Pushing the tourism and hydropower cards won’t be enough.

The country needs a vision capable, for example, of offering concrete plans on how it is going to become net zero within a few decades from now.

A vision based on a new commitment towards good governance strives to ensure its people’s holistic human development.

Moreover, a more self-assured nation, not afraid of speaking its mind even when its two neighbours think differently, should also be able to offer something in return for its neighbour’s (self-interested) generosity.

Why can’t Nepal’s businesses expand North and South?

Why can’t its doctors, nurses, engineers or bankers also contribute to enhancing the bilateral relationships between South and North?

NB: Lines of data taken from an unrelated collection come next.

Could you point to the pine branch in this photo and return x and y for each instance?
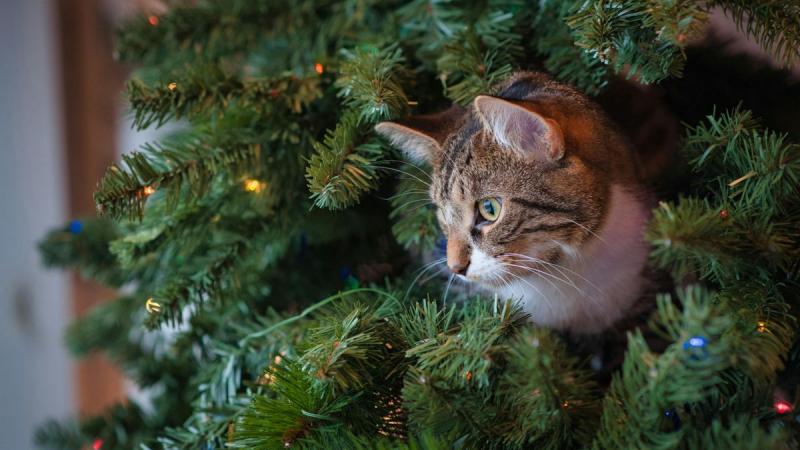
(343, 168)
(550, 401)
(205, 31)
(740, 433)
(84, 245)
(208, 90)
(644, 40)
(125, 188)
(552, 39)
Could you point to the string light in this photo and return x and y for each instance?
(152, 306)
(266, 378)
(75, 227)
(783, 407)
(253, 185)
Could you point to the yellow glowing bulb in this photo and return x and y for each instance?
(152, 306)
(253, 185)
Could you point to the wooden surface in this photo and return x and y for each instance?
(92, 83)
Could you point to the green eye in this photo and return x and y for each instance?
(489, 208)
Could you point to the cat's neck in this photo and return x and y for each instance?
(600, 282)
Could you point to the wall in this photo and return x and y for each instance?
(35, 372)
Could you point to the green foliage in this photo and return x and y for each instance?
(646, 42)
(344, 165)
(86, 250)
(226, 228)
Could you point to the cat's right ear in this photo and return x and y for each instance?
(421, 137)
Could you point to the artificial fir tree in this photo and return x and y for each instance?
(268, 251)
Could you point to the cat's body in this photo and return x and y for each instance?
(540, 199)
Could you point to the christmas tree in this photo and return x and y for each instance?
(270, 253)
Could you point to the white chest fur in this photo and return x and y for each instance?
(599, 283)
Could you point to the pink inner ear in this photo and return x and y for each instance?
(521, 130)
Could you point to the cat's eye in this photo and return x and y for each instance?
(489, 208)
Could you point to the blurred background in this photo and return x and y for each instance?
(62, 122)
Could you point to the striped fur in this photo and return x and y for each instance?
(568, 242)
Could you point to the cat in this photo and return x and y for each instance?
(541, 200)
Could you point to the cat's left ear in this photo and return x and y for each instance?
(521, 130)
(421, 137)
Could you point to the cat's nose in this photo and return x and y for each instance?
(459, 269)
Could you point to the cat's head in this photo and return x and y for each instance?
(521, 181)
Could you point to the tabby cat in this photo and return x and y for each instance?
(540, 198)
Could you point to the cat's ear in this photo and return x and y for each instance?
(521, 130)
(421, 137)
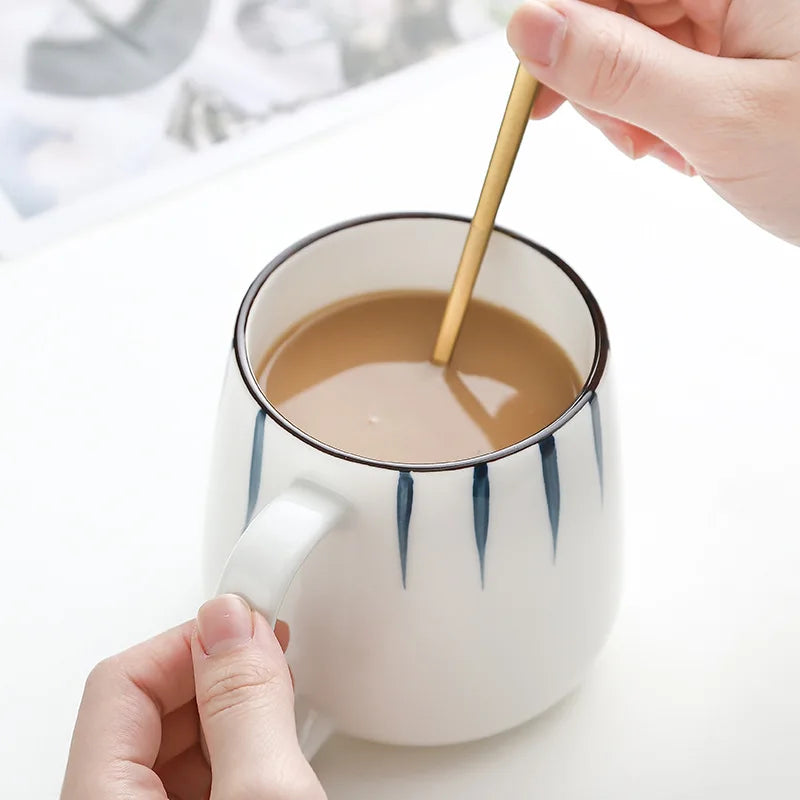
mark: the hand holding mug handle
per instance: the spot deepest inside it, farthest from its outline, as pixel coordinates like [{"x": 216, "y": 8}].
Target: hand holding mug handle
[{"x": 266, "y": 558}]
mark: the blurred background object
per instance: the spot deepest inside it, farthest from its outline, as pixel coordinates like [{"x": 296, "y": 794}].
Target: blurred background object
[{"x": 96, "y": 94}]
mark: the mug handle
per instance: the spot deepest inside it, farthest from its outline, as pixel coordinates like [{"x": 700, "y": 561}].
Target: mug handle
[{"x": 266, "y": 558}]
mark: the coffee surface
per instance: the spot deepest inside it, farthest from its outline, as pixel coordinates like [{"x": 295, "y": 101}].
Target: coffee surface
[{"x": 357, "y": 375}]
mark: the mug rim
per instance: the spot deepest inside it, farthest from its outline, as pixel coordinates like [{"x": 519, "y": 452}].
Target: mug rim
[{"x": 596, "y": 371}]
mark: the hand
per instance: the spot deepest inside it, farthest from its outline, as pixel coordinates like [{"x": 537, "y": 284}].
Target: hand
[
  {"x": 708, "y": 86},
  {"x": 138, "y": 731}
]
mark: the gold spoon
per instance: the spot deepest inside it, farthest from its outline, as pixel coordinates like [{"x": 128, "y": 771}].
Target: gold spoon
[{"x": 515, "y": 119}]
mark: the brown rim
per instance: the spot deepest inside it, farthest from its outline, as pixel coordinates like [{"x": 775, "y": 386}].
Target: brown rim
[{"x": 592, "y": 382}]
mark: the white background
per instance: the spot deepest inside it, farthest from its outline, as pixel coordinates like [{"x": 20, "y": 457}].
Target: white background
[{"x": 112, "y": 345}]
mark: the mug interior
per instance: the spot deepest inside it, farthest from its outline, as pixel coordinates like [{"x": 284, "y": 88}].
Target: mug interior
[{"x": 419, "y": 251}]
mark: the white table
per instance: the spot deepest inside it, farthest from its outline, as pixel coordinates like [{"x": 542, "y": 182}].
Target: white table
[{"x": 112, "y": 346}]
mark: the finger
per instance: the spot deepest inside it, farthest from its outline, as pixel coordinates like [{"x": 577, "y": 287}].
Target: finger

Can’t Nepal’s universities also offer scholarships to students from India and China?

Why not invite policymakers and think tanks from both countries to Nepal and learn about the country’s progress in terms of bottom-up development, peace and reconciliation and respect for human rights?

It is true that all in all, what Nepal can offer is infinitely smaller than what China and India can do for the nation.

The wishes list that PM Dahal is going to show to Chinese leadership over the next coming days, not too dissimilar to what, just a few months ago, he showed to the Indian government, won’t disappear overnight.

Yet it is paramount to ensure that Nepal is no longer perceived as weak and as the partner always in need.

It needs to embrace a profound shift in its ways of doing foreign policy: from scarcity to abundance, from weakness in the bargaining table to the ability to conduct negotiations guided by confidence and driven by a farsighted vision of the future.

Simone Galimberti writes on democracy, social inclusion, youth development, regional integration, SDGs and human rights in the context of Asia Pacific.